Die Stadt Mürzzuschlag erstellte einen ausgeglichenen Haushalts­voranschlag. erstmals mit den zusammengeführten Zahlen der Fusionsgemeinde Ganz. Mit 24,1 Millionen im ordentlichen und 2.1 Millionen Euro im außerordent­lichen Haushalt hat der Voran­schlag seine Zustimmung mit den Stimmen der SPÖ, der KPÖ und der Grünen erhalten. Die FPÖ und die ÖVP haben ihre Zustimmung verweigert und orteten eine Bud­getkosmetik, da man aus den Rücklagen 1,6 Millionen Euro ent­nommen hat. Erschwerend bei der Budgeterstellung ergab sich laut Finanzreferenten Karl Baumer (SPÖ) ein Rückgang der Steuerein­nahmen gegenüber dem Vorjahr von rund 85.000 Euro, obwohl die Einwohnerzahl der Stadtgemein­de um 275 Personen angestiegen ist.
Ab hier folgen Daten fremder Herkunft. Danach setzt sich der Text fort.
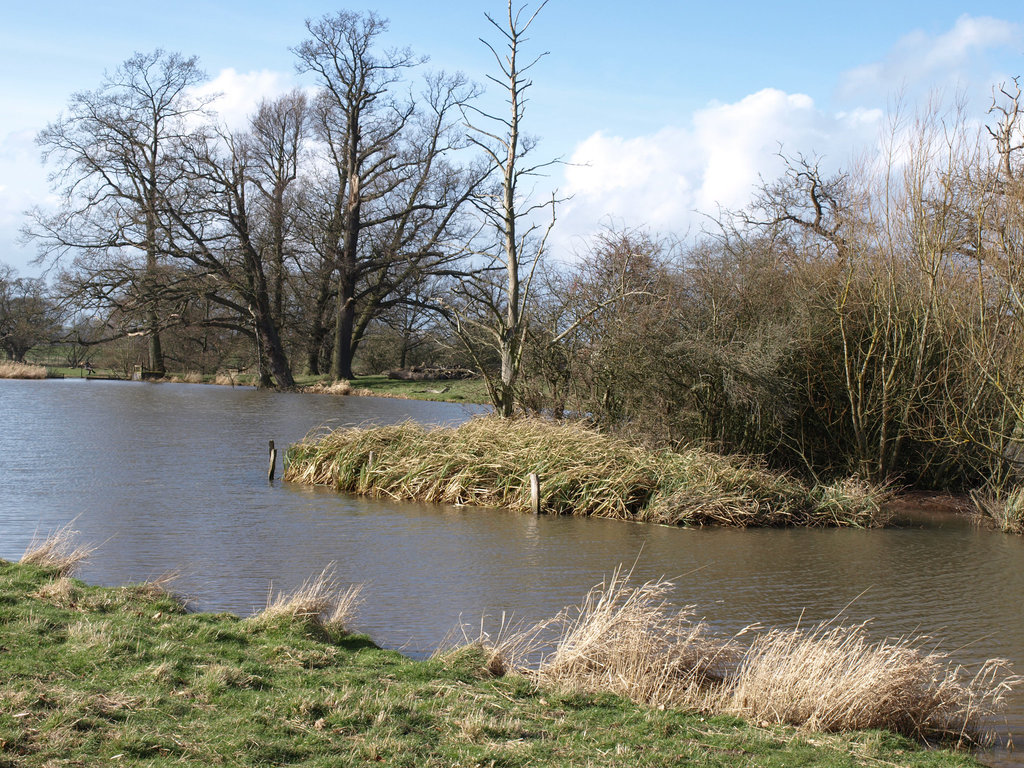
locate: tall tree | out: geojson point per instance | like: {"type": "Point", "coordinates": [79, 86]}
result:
{"type": "Point", "coordinates": [494, 312]}
{"type": "Point", "coordinates": [112, 148]}
{"type": "Point", "coordinates": [28, 315]}
{"type": "Point", "coordinates": [389, 198]}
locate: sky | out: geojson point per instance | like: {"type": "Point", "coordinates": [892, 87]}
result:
{"type": "Point", "coordinates": [663, 112]}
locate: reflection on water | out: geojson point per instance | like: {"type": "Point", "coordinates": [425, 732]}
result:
{"type": "Point", "coordinates": [173, 477]}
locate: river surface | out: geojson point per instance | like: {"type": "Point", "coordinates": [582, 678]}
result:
{"type": "Point", "coordinates": [172, 477]}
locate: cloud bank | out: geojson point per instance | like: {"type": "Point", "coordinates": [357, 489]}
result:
{"type": "Point", "coordinates": [675, 179]}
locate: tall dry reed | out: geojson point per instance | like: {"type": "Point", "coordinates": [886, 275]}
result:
{"type": "Point", "coordinates": [320, 600]}
{"type": "Point", "coordinates": [57, 551]}
{"type": "Point", "coordinates": [1004, 508]}
{"type": "Point", "coordinates": [487, 462]}
{"type": "Point", "coordinates": [833, 678]}
{"type": "Point", "coordinates": [12, 370]}
{"type": "Point", "coordinates": [631, 641]}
Ferner musste ein Anstieg der Sozialhilfeverbandsumlage um 14,84 Prozent bzw. 310.000 Euro berücksichtigt werden. Damit der Haushalt seinen Ausgleich fin­det und die Stadt die bisherigen Aufgaben erfüllen kann, hat das Land unter dem Titel „Härteaus­gleich'' Bedarfsmittel in Höhe von 700.000 Euro zugesichert. Der Verschuldungsgrad konnte aber­mals abgesenkt werden und hat rückwirkend bis 1993 betrachtet mit 5,9 Prozent den niedrigsten Stand erreicht.
Schwerpunkte im AOH: Sanierung Grazer Straße, Erhaltungs- und Aufschließungskosten im allge­meinen Straßen- und Kanalnetz, Zuschussleistungen für die FF Mürzzuschlag (Mannschaftswa­gen), die katholische Pfarre (Pfarr­heimbau) und das Rote Kreuz (Sa­nierungen).